Wenn der Berg mit dir spielt

Der Trail war hart, aber wir waren erfahrene Langstreckenläufer. Wir waren bereit, alles zu geben. Wir wussten, wie wir uns während des fast täglich aufkommenden Gewitters verhalten mussten. Schon beim Aufstieg war uns klar: Das wird ein langer Tag werden. Der Weg führte uns durch Wiesen und vorbei an einem kleinen See. Anfangs war der Anstieg sanft, aber irgendwann stellten wir fest, dass uns beiden schwindelig wurde. Ich kannte dieses Gefühl nur zu gut. Zwölf Kilometer unterwegs mit wenig Sauerstoff zum Atmen. Wir passten unser Tempo an, feuchteten unsere Snacks an und machten immer weiter.

Ab und zu hielten wir an, um die atemberaubende Kulisse um uns herum zu fotografieren. Auf dem Weg trafen wir noch andere Leute. Sie sorgten sich um uns. Wir kamen wohl im Vergleich zu den meisten anderen Läufern nur langsam voran. Aber das machten wir absichtlich. Wir legten Pausen ein, wenn es nötig war. Unterwegs boten wir einem jungen Mann Wasser an, der dachte, er würde auf einem 18-Kilometer-Trail mit mehr als 2.700 Metern Höhenunterschied keines brauchen.

Der Trail zählte zu den „Einfacheren“, wie es in Reiseführern hieß. Ohne viel Erfahrung mit 4.000ern zu haben, freute ich mich auf eine „leichte” Strecke. Aber es war kein Einsteigertrail. Vielleicht bezog sich diese Angabe nur auf die schöne Aussicht. Wir hatten ganz schön zu tun.
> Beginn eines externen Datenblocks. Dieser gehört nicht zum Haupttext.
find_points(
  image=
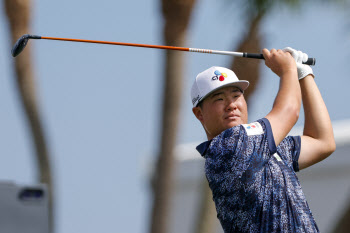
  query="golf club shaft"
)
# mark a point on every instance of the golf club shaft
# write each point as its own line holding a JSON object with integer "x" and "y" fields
{"x": 21, "y": 43}
{"x": 238, "y": 54}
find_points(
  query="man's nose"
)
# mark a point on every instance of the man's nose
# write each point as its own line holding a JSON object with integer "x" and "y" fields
{"x": 231, "y": 105}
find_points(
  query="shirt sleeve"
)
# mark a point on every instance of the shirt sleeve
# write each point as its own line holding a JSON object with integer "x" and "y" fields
{"x": 239, "y": 148}
{"x": 289, "y": 150}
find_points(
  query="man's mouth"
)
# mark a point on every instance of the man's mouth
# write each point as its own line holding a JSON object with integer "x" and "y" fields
{"x": 231, "y": 117}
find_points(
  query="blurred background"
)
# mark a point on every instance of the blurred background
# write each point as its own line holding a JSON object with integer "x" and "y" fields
{"x": 99, "y": 123}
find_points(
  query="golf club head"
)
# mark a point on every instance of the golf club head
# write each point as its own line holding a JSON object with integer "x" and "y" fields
{"x": 21, "y": 44}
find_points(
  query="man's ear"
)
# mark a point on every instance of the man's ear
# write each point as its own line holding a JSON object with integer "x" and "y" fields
{"x": 197, "y": 111}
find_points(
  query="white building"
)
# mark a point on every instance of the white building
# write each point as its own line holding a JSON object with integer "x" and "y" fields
{"x": 326, "y": 184}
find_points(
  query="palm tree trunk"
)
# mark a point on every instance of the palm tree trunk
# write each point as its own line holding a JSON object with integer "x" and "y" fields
{"x": 177, "y": 15}
{"x": 18, "y": 14}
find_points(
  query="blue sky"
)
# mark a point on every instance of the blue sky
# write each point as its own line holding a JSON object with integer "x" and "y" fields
{"x": 100, "y": 104}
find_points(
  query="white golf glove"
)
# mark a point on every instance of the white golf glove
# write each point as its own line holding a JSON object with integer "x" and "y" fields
{"x": 300, "y": 57}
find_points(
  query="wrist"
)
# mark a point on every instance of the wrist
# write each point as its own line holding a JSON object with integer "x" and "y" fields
{"x": 289, "y": 73}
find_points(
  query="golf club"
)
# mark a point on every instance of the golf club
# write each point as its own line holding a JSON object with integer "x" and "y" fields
{"x": 22, "y": 42}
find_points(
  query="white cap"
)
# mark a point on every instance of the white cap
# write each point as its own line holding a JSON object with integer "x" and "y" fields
{"x": 212, "y": 79}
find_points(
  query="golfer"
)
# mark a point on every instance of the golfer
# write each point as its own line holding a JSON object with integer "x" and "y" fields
{"x": 251, "y": 168}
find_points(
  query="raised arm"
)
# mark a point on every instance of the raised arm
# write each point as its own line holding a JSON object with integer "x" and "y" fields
{"x": 317, "y": 142}
{"x": 286, "y": 108}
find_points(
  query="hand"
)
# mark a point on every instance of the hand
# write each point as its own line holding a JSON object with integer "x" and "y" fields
{"x": 300, "y": 57}
{"x": 279, "y": 62}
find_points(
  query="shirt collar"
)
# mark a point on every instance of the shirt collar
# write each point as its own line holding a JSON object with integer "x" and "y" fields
{"x": 203, "y": 147}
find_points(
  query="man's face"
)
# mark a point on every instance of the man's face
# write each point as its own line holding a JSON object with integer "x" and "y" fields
{"x": 222, "y": 110}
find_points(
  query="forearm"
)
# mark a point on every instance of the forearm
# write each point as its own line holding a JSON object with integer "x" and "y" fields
{"x": 288, "y": 96}
{"x": 286, "y": 108}
{"x": 317, "y": 121}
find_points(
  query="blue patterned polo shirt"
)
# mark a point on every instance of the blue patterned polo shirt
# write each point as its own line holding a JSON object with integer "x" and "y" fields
{"x": 253, "y": 182}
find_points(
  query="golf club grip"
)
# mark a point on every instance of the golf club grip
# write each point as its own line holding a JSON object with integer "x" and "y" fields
{"x": 311, "y": 61}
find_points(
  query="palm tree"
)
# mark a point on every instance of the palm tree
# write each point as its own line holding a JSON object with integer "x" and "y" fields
{"x": 19, "y": 15}
{"x": 177, "y": 16}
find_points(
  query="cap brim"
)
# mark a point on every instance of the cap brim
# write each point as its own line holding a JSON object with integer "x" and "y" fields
{"x": 241, "y": 84}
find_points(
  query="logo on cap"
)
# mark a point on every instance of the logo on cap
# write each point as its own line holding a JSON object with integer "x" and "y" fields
{"x": 219, "y": 76}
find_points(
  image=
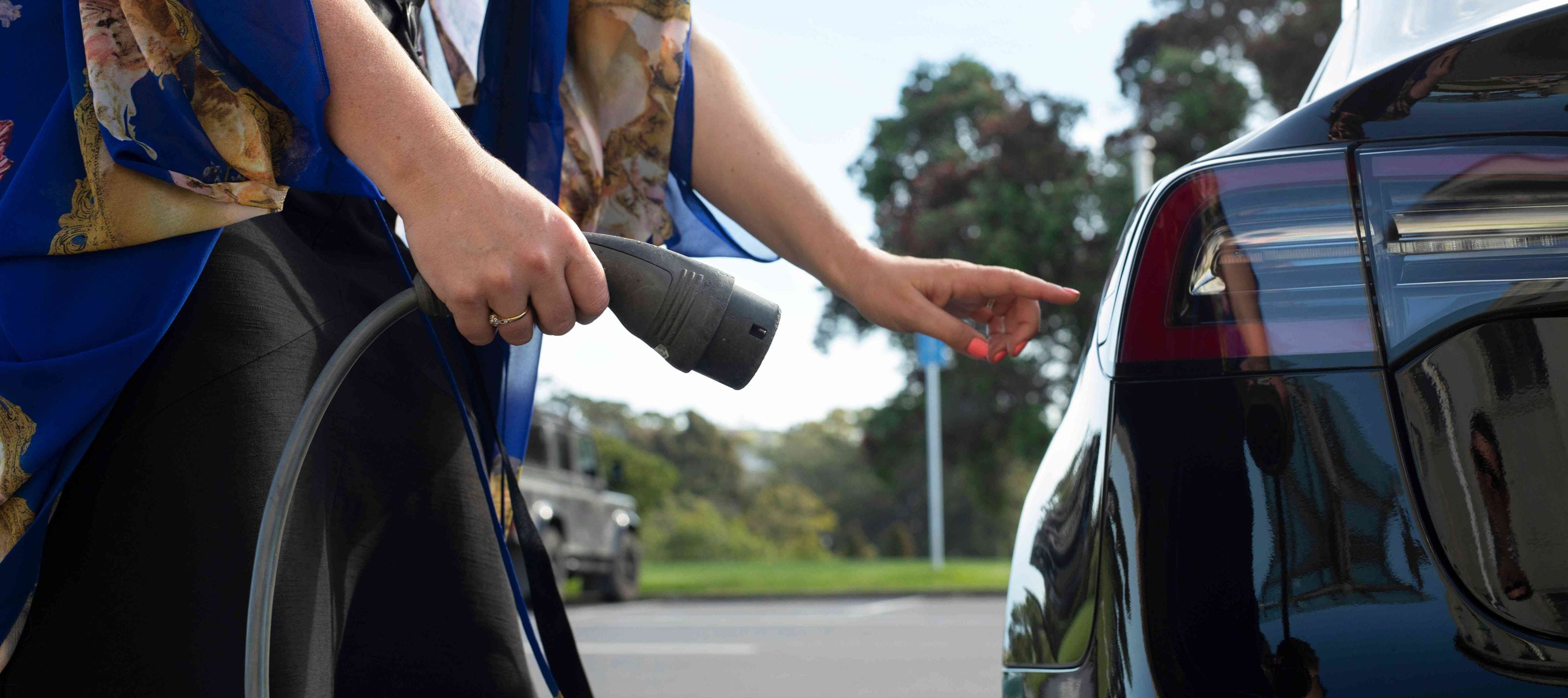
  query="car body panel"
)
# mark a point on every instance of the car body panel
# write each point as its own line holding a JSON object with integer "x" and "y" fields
{"x": 1197, "y": 526}
{"x": 1051, "y": 592}
{"x": 1210, "y": 506}
{"x": 1487, "y": 433}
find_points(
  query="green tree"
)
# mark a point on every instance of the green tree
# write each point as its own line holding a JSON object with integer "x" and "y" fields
{"x": 692, "y": 528}
{"x": 1283, "y": 40}
{"x": 645, "y": 476}
{"x": 794, "y": 520}
{"x": 705, "y": 455}
{"x": 977, "y": 169}
{"x": 827, "y": 459}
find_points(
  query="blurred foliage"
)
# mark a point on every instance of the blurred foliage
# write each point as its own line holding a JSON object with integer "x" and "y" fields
{"x": 827, "y": 459}
{"x": 1282, "y": 40}
{"x": 703, "y": 455}
{"x": 977, "y": 169}
{"x": 692, "y": 528}
{"x": 794, "y": 520}
{"x": 1185, "y": 69}
{"x": 971, "y": 167}
{"x": 645, "y": 476}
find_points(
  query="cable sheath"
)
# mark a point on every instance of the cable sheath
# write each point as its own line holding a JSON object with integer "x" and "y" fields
{"x": 269, "y": 543}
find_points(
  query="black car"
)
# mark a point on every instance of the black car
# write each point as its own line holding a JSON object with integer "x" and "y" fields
{"x": 1321, "y": 437}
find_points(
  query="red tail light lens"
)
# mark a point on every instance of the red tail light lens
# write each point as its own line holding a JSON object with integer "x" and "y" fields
{"x": 1465, "y": 231}
{"x": 1252, "y": 267}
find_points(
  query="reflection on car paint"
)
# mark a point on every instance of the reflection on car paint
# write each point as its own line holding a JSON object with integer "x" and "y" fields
{"x": 1216, "y": 493}
{"x": 1487, "y": 435}
{"x": 1051, "y": 590}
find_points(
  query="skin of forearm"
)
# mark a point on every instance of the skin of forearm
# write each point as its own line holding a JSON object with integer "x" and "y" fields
{"x": 739, "y": 165}
{"x": 383, "y": 113}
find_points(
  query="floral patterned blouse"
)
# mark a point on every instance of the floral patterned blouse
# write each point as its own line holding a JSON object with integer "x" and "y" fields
{"x": 132, "y": 131}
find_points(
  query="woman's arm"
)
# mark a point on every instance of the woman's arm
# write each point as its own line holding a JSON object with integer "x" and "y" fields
{"x": 740, "y": 165}
{"x": 485, "y": 239}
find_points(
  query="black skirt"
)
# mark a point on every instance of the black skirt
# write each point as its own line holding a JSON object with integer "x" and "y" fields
{"x": 391, "y": 583}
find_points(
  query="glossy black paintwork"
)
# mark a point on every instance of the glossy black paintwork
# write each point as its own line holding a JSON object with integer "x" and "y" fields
{"x": 1051, "y": 592}
{"x": 1245, "y": 526}
{"x": 1512, "y": 79}
{"x": 1221, "y": 488}
{"x": 1487, "y": 427}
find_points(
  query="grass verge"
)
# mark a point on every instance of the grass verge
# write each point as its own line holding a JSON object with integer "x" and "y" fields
{"x": 795, "y": 578}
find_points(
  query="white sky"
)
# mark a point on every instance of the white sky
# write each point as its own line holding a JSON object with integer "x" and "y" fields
{"x": 825, "y": 76}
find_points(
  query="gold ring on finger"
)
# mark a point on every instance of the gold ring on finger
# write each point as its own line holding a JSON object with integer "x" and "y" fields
{"x": 498, "y": 322}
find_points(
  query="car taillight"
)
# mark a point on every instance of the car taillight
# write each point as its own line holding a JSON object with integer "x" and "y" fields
{"x": 1465, "y": 231}
{"x": 1252, "y": 267}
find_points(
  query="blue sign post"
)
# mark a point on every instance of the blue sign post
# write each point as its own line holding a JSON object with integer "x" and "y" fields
{"x": 933, "y": 357}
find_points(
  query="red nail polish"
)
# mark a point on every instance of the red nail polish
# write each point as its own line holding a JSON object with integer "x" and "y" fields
{"x": 976, "y": 349}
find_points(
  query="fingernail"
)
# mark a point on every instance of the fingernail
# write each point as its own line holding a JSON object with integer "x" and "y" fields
{"x": 976, "y": 349}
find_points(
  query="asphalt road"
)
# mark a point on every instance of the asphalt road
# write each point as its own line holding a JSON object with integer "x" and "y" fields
{"x": 910, "y": 647}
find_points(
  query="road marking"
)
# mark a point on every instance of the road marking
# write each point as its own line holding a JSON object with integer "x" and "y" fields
{"x": 669, "y": 648}
{"x": 885, "y": 606}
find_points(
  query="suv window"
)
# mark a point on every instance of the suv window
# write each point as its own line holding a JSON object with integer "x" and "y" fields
{"x": 587, "y": 457}
{"x": 538, "y": 449}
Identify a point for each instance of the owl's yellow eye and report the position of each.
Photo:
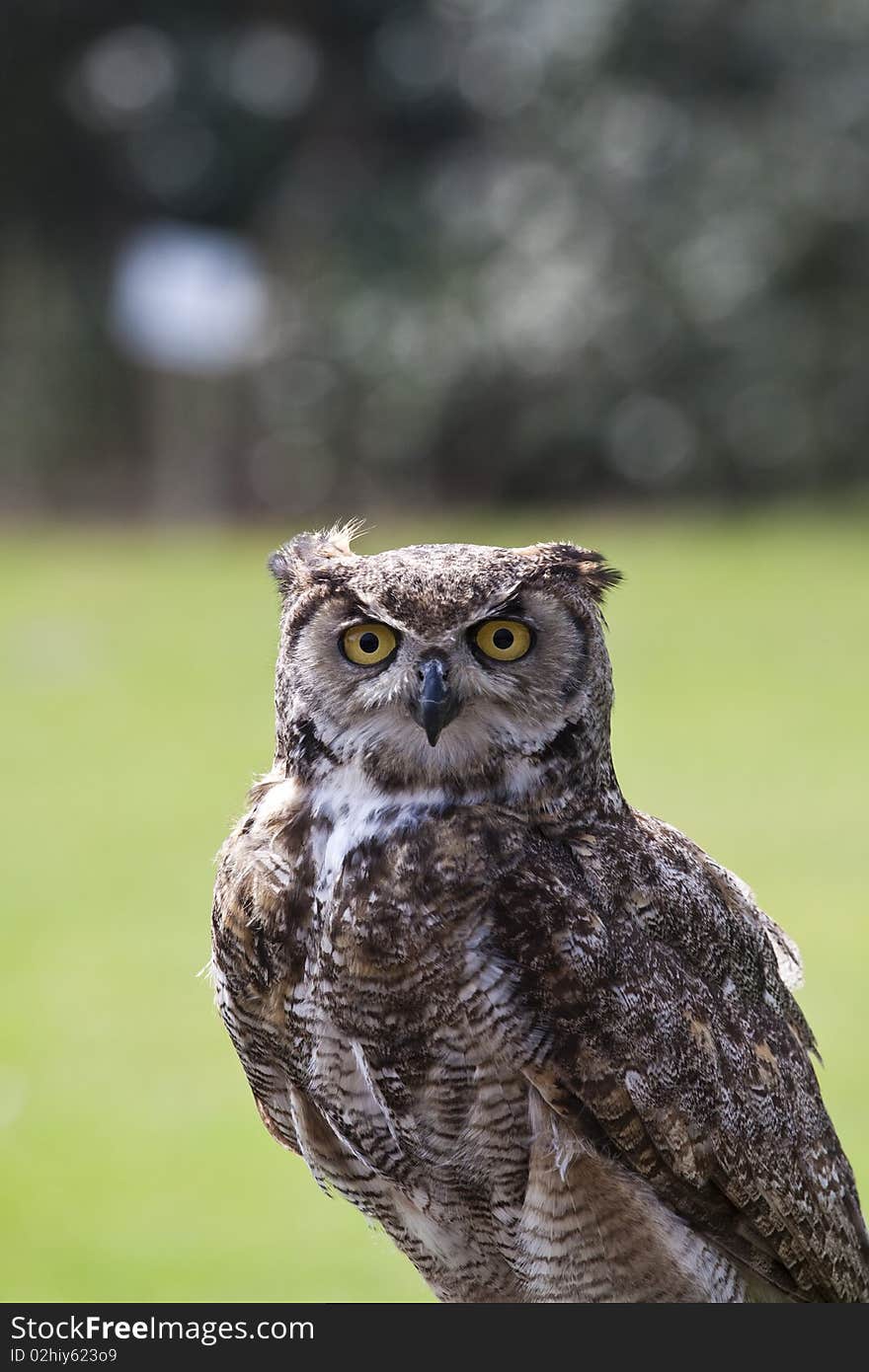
(368, 644)
(503, 640)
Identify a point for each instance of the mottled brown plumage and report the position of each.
(541, 1037)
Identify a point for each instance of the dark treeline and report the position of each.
(274, 257)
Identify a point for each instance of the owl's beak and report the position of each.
(435, 704)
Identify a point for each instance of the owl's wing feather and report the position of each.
(250, 971)
(672, 1028)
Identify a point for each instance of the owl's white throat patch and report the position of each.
(349, 809)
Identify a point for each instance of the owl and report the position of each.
(540, 1037)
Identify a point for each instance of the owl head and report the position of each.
(443, 664)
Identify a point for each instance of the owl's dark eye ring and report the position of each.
(368, 644)
(502, 640)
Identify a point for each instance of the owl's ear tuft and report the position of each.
(592, 570)
(298, 562)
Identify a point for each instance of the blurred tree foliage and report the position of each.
(509, 250)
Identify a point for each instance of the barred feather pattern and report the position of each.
(538, 1036)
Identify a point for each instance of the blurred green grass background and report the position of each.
(136, 707)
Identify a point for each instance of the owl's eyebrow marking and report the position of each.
(511, 607)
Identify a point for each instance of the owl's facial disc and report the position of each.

Theresa und ich wechselten uns ab. Jede von uns übernahm abwechselnd die Führung, wies die andere auf Steinhaufen und andere Hindernisse hin. Es ging auf und ab. „Dies ist eine mentale Vorbereitung”, hatte mein Trainer gesagt.„Du kannst es rein physisch angehen. Aber der Berg wird geistig, körperlich und emotional mit dir spielen.”

Mirna Valerio läuft einen Berg hinunter.
Am Berg lässt Mirna ihre Füße ihrem Herzen folgen – auch wenn er ihr alles abverlangt. © Garmin

Wir ließen unsere Füße unserem Herzen folgen. Und wie wir herausfanden, brauchten Theresa und ich nur Wissen, einen Plan, gute Ausrüstung, körperliche Bereitschaft, geistige Schärfe und den Willen. Wir hatten alles Notwendige dabei: Regenjacken, Sonnencreme, warme Wollsocken, dünne Handschuhe, Sonnenbrillen, schicke Uhren mit Höhenmessern und viel Angst.

Wir setzten unseren Weg fort und befanden uns schließlich kurz vor dem Gipfel. Dann mussten wir klettern, meine Lieblingsbeschäftigung gleich nach dem Laufen. Es fordert deinen gesamten Körper, benötigt Gleichgewicht, Kraft und die Bereitschaft, sich auf Unbekanntes einzulassen. Wir kletterten höher und höher.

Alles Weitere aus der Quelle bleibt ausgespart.